AI Phone
Today the most common hardware interface to AI is our phone. Other interfaces have not yet broken through because it is hard to compete with the utility and ease of access that our phones provide. These thoughts led me to look again at the yellowing intecom phone next to the kitchen that once was used to open the front door to the building, but no longer works (everybody calls now anyway).
I wanted to infuse new life into this appliance while building a new interaction method to LLMs in a way that would be useful and unobtrusive.

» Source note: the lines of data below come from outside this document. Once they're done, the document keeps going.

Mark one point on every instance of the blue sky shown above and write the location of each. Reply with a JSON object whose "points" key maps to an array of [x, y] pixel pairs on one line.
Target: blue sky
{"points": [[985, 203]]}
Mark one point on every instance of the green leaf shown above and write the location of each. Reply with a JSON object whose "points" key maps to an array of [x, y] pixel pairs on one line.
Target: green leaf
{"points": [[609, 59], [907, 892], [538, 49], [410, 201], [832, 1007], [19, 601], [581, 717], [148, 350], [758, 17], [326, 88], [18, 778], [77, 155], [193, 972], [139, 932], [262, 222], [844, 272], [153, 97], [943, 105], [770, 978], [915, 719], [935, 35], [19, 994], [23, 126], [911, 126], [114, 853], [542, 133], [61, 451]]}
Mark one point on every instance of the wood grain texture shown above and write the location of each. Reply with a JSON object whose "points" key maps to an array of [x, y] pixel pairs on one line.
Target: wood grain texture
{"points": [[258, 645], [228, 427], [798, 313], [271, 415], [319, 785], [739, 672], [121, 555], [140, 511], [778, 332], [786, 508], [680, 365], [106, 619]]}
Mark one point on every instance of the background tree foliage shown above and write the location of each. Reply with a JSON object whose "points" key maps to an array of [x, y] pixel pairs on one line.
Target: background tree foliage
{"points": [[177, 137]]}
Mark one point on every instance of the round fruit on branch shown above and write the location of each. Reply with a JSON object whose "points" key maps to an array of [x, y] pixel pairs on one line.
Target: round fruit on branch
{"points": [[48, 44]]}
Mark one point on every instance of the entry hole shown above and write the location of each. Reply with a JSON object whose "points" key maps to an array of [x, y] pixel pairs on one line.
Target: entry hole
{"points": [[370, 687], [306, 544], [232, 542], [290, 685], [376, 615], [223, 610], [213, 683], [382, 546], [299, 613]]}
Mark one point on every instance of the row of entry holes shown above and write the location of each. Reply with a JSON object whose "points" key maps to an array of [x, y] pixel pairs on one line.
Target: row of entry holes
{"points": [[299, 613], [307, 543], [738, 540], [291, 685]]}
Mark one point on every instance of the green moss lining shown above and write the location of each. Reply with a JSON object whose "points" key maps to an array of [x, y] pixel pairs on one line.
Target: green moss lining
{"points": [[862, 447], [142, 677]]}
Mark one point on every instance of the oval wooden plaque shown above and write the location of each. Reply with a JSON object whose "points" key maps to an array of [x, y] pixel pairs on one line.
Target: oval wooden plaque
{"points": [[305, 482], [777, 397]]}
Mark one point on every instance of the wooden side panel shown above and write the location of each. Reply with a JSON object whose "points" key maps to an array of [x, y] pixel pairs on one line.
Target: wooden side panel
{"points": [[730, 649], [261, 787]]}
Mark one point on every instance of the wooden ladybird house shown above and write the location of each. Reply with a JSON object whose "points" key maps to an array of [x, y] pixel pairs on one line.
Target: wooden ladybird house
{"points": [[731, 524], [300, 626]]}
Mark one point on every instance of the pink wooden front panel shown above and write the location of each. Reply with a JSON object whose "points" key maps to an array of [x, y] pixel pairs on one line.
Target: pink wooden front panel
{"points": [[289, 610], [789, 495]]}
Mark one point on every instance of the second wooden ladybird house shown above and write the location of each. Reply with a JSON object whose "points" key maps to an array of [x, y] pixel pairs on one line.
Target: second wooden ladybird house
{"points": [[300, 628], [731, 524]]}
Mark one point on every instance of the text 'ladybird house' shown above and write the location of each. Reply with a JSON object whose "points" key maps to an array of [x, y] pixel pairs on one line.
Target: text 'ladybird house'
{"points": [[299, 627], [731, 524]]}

What if you could pick up the phone and immediately speak to an LLM, get the information you need, then hang up.
Hardware
- ESP32-WROOM-32D, the “brain” with WiFi and I2S interface for audio
- MAX98357, DAC chip that drives the speaker
- INMP441, MEMS microphone
Software
- On the ESP32 I run a C++ program that captures and streams audio packets
- A gateway service on my home server acts as middleware, written in Node.js, managing the WebSocket connection to the OpenAI LLM API
Further work
The usefulness of having a wall mounted AI phone is undeniable, and it is kind of surprising that there are no real commercial products in this form factor. In a way it is similar to having a smart speaker in the kitchen, but it feels more private and intentional.
There is obviously much more functionality to add. The number dial pad is just asking to be used. Think wiring MCP tools to different buttons, or more complex n8n automations. There is a lot more to explore here.